In 2008, Yoshimura received the JSPS Prize for his research titled ‘Seasonal Clock Percepts Coming of Spring in Vertebrate – Quail as a Model Animal’.

In 2009, Yoshimura received the Japanese Society of Animal Science Prize.

In 2010, he was awarded the Hoffenberg International Medal from the Society for Endocrinology. The title of his accompanying lecture was ‘Molecular and endocrine mechanism of seasonal reproduction in birds and mammals’. He was also named a Fellow of the Society for Biology.

In 2015, he received the Van Meter Award from the American Thyroid Association for his work studying the role of thyroid hormones in the seasonal reproduction of birds, mammals, and fish. Yoshimura was also awarded the 29th Kihara Memorial Foundation Academic Award for his research on the seasonal adaptation mechanisms of vertebrates and the Incentive Award from the Japan Society for Comparative Endocrinology.

In 2020, Yoshimura was awarded the Aschoff and Honma Prize in Biological Rhythm Research. His accompanying lecture was titled ‘Towards understanding molecular mechanisms of infradian rhythms'.
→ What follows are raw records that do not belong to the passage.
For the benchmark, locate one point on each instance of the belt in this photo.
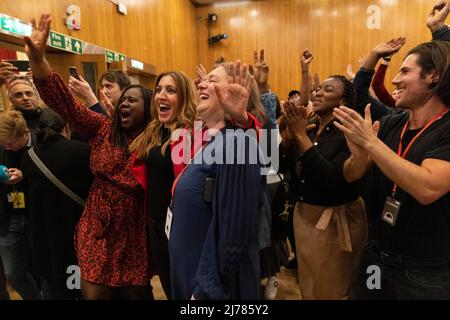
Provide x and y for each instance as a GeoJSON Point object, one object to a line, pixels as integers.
{"type": "Point", "coordinates": [340, 214]}
{"type": "Point", "coordinates": [399, 261]}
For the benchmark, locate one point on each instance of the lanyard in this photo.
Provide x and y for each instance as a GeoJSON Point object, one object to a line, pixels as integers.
{"type": "Point", "coordinates": [400, 147]}
{"type": "Point", "coordinates": [184, 169]}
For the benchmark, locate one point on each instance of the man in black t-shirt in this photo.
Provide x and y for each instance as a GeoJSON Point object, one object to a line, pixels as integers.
{"type": "Point", "coordinates": [409, 206]}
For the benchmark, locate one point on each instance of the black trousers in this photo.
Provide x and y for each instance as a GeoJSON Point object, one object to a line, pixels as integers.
{"type": "Point", "coordinates": [159, 246]}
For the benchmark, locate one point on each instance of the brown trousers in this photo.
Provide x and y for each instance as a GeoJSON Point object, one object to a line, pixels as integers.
{"type": "Point", "coordinates": [328, 244]}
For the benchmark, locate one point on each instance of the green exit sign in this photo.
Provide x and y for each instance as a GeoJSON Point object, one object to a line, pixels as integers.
{"type": "Point", "coordinates": [15, 26]}
{"type": "Point", "coordinates": [61, 41]}
{"type": "Point", "coordinates": [57, 40]}
{"type": "Point", "coordinates": [112, 56]}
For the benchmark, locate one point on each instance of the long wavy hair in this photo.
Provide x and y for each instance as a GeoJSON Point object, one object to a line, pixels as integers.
{"type": "Point", "coordinates": [184, 118]}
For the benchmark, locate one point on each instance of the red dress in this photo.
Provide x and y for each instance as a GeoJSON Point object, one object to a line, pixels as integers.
{"type": "Point", "coordinates": [110, 239]}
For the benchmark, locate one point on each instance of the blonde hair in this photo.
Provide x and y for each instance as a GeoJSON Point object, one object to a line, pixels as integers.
{"type": "Point", "coordinates": [12, 125]}
{"type": "Point", "coordinates": [254, 105]}
{"type": "Point", "coordinates": [184, 118]}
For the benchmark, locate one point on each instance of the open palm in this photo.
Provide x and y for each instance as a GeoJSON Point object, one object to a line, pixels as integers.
{"type": "Point", "coordinates": [234, 95]}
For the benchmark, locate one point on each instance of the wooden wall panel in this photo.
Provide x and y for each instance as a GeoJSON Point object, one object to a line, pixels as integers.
{"type": "Point", "coordinates": [335, 30]}
{"type": "Point", "coordinates": [159, 32]}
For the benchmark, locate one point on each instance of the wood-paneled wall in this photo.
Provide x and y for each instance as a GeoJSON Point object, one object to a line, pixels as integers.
{"type": "Point", "coordinates": [159, 32]}
{"type": "Point", "coordinates": [335, 30]}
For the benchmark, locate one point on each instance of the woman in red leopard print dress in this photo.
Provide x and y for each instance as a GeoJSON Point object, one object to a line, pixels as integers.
{"type": "Point", "coordinates": [111, 235]}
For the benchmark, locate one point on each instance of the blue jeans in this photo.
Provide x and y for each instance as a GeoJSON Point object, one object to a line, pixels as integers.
{"type": "Point", "coordinates": [15, 253]}
{"type": "Point", "coordinates": [403, 278]}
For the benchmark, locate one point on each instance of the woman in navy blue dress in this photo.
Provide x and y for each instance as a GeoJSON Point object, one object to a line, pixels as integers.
{"type": "Point", "coordinates": [213, 244]}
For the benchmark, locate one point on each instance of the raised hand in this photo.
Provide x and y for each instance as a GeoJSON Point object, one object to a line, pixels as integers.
{"type": "Point", "coordinates": [361, 60]}
{"type": "Point", "coordinates": [438, 14]}
{"type": "Point", "coordinates": [107, 104]}
{"type": "Point", "coordinates": [316, 82]}
{"type": "Point", "coordinates": [82, 90]}
{"type": "Point", "coordinates": [234, 95]}
{"type": "Point", "coordinates": [306, 59]}
{"type": "Point", "coordinates": [388, 48]}
{"type": "Point", "coordinates": [296, 119]}
{"type": "Point", "coordinates": [36, 43]}
{"type": "Point", "coordinates": [201, 74]}
{"type": "Point", "coordinates": [7, 71]}
{"type": "Point", "coordinates": [350, 73]}
{"type": "Point", "coordinates": [261, 71]}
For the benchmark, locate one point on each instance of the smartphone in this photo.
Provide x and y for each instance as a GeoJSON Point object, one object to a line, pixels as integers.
{"type": "Point", "coordinates": [21, 65]}
{"type": "Point", "coordinates": [73, 72]}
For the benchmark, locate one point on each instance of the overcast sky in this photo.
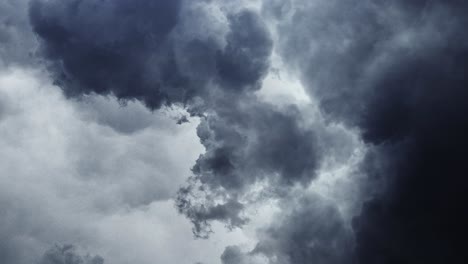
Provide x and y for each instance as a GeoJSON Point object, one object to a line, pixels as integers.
{"type": "Point", "coordinates": [233, 132]}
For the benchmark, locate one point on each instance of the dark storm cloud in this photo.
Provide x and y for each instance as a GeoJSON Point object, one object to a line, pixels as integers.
{"type": "Point", "coordinates": [120, 49]}
{"type": "Point", "coordinates": [108, 46]}
{"type": "Point", "coordinates": [308, 229]}
{"type": "Point", "coordinates": [133, 50]}
{"type": "Point", "coordinates": [67, 254]}
{"type": "Point", "coordinates": [16, 40]}
{"type": "Point", "coordinates": [244, 61]}
{"type": "Point", "coordinates": [397, 70]}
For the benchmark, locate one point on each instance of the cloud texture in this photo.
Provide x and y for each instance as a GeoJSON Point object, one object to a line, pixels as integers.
{"type": "Point", "coordinates": [368, 167]}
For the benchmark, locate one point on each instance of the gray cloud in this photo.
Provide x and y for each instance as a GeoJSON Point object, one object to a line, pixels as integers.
{"type": "Point", "coordinates": [17, 43]}
{"type": "Point", "coordinates": [394, 69]}
{"type": "Point", "coordinates": [66, 255]}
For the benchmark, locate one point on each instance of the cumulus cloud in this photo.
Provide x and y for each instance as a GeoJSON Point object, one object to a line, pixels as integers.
{"type": "Point", "coordinates": [349, 117]}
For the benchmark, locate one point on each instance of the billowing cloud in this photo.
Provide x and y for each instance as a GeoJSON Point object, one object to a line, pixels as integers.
{"type": "Point", "coordinates": [66, 255]}
{"type": "Point", "coordinates": [344, 121]}
{"type": "Point", "coordinates": [394, 69]}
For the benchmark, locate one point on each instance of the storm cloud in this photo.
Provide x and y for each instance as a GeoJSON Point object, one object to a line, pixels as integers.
{"type": "Point", "coordinates": [322, 131]}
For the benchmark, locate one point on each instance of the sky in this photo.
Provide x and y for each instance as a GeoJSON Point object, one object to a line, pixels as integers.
{"type": "Point", "coordinates": [233, 131]}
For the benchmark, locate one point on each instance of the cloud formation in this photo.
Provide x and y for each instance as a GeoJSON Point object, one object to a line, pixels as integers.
{"type": "Point", "coordinates": [368, 168]}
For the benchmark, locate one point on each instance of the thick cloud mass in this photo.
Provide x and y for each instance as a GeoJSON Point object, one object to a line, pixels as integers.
{"type": "Point", "coordinates": [109, 46]}
{"type": "Point", "coordinates": [66, 255]}
{"type": "Point", "coordinates": [368, 166]}
{"type": "Point", "coordinates": [397, 70]}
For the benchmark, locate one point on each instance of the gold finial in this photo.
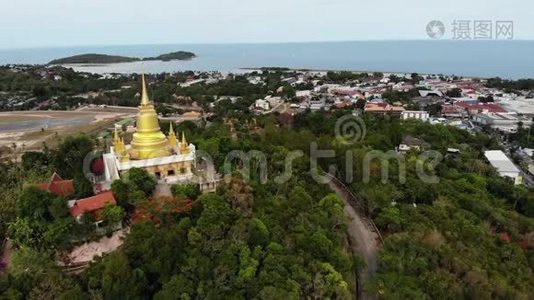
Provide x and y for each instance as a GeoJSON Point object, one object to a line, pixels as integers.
{"type": "Point", "coordinates": [144, 94]}
{"type": "Point", "coordinates": [172, 136]}
{"type": "Point", "coordinates": [184, 149]}
{"type": "Point", "coordinates": [184, 142]}
{"type": "Point", "coordinates": [116, 135]}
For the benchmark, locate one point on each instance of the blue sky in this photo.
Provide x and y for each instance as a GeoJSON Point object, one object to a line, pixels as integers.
{"type": "Point", "coordinates": [45, 23]}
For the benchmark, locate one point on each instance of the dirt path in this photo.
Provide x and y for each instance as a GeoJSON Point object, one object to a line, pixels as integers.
{"type": "Point", "coordinates": [6, 254]}
{"type": "Point", "coordinates": [363, 237]}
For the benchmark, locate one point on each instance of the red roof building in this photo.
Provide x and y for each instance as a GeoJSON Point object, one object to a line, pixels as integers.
{"type": "Point", "coordinates": [92, 205]}
{"type": "Point", "coordinates": [480, 107]}
{"type": "Point", "coordinates": [57, 186]}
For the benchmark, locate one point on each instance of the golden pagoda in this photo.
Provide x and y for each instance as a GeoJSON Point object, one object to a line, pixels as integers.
{"type": "Point", "coordinates": [148, 142]}
{"type": "Point", "coordinates": [173, 141]}
{"type": "Point", "coordinates": [169, 159]}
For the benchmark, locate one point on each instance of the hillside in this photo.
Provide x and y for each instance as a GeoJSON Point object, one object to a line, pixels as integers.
{"type": "Point", "coordinates": [93, 58]}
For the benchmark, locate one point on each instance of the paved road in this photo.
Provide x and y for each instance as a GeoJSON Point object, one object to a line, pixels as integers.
{"type": "Point", "coordinates": [363, 238]}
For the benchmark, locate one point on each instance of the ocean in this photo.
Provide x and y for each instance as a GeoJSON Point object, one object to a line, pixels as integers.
{"type": "Point", "coordinates": [506, 59]}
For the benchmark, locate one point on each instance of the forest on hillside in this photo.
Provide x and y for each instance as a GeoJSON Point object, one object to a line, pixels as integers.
{"type": "Point", "coordinates": [470, 235]}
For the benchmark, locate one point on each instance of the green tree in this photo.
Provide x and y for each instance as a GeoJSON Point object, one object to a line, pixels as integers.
{"type": "Point", "coordinates": [142, 180]}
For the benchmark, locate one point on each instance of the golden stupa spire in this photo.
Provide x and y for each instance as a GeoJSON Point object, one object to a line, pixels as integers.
{"type": "Point", "coordinates": [148, 141]}
{"type": "Point", "coordinates": [116, 135]}
{"type": "Point", "coordinates": [184, 146]}
{"type": "Point", "coordinates": [172, 136]}
{"type": "Point", "coordinates": [118, 142]}
{"type": "Point", "coordinates": [144, 93]}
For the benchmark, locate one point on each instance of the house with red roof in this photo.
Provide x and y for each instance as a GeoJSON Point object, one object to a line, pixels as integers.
{"type": "Point", "coordinates": [477, 108]}
{"type": "Point", "coordinates": [383, 108]}
{"type": "Point", "coordinates": [92, 205]}
{"type": "Point", "coordinates": [57, 186]}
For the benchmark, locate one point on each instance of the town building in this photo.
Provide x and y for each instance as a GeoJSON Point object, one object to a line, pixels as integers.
{"type": "Point", "coordinates": [504, 166]}
{"type": "Point", "coordinates": [383, 108]}
{"type": "Point", "coordinates": [507, 123]}
{"type": "Point", "coordinates": [92, 205]}
{"type": "Point", "coordinates": [57, 186]}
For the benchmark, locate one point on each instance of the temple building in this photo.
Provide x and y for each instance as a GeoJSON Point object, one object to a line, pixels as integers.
{"type": "Point", "coordinates": [170, 159]}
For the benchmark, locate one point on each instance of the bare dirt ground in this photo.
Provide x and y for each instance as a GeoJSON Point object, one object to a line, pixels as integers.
{"type": "Point", "coordinates": [30, 130]}
{"type": "Point", "coordinates": [86, 252]}
{"type": "Point", "coordinates": [363, 239]}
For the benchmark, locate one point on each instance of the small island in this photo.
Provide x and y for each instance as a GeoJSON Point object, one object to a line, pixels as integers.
{"type": "Point", "coordinates": [93, 58]}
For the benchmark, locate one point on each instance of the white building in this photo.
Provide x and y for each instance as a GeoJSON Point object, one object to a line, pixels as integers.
{"type": "Point", "coordinates": [415, 114]}
{"type": "Point", "coordinates": [504, 165]}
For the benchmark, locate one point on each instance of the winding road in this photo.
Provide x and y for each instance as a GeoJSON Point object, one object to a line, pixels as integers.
{"type": "Point", "coordinates": [363, 235]}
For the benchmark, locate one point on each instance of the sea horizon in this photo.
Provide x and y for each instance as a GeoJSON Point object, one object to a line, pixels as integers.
{"type": "Point", "coordinates": [505, 59]}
In 2024, Yoshimura was awarded Aschoff’s Ruler, one of the most prestigious honors in chronobiology, awarded by peers at the Gordon Research Conference on Chronobiology. Named after Jürgen Aschoff, a pioneer of biological rhythm research, the prize is passed annually between scientists working in different countries and on different model organisms. The 2023 recipient was Joseph Takahashi, a neuroscientist known for discovering the Clock gene. This honor places Yoshimura in an elite lineage of scientists shaping how we understand biological timing across species.